Abstract

Spectrogram of carrier transient in semiconductor optical amplifiers (SOA) is of great significance for its input conditions and ensuring the quality of the output signal. As the carrier transient process usually happens in picosecond time scale, sub-picosecond temporal resolution is required to resolve this dynamic process. Therefore, the ultrafast pump-probe technology is introduced, and it requires this transient process to be repetitive and stable for a long time, to retrieve the intensity profile with high temporal resolution.

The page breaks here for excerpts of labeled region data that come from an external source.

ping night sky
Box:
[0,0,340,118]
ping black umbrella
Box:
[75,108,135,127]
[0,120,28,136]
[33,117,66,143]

To further capture the ultrafast spectrogram with identical temporal resolution, a spectroscopy is required to cascade to the pump-probe technology, which means the acquisition frame rate of the spectroscopy should be equivalent to that of the pump/probe pulses. Although it is challenging for the conventional spectroscopy, the recently developed dispersive time-stretch spectroscopy can realize this megahertz range acquisition frame rate. As a result, a dispersive pump-probe spectroscopy is demonstrated with 1.35-ps temporal resolution and 91.86-MHz spectral frame rate. Therefore, the entire carrier transient process in SOA is captured within 0.2 ms, which makes it robust for most of the low frequency environmental interferences. Moreover, the spectral dependence of carrier recovery process is analyzed in detail, and an abnormal overshoot is observed, which can essentially accelerate the carrier recovery time.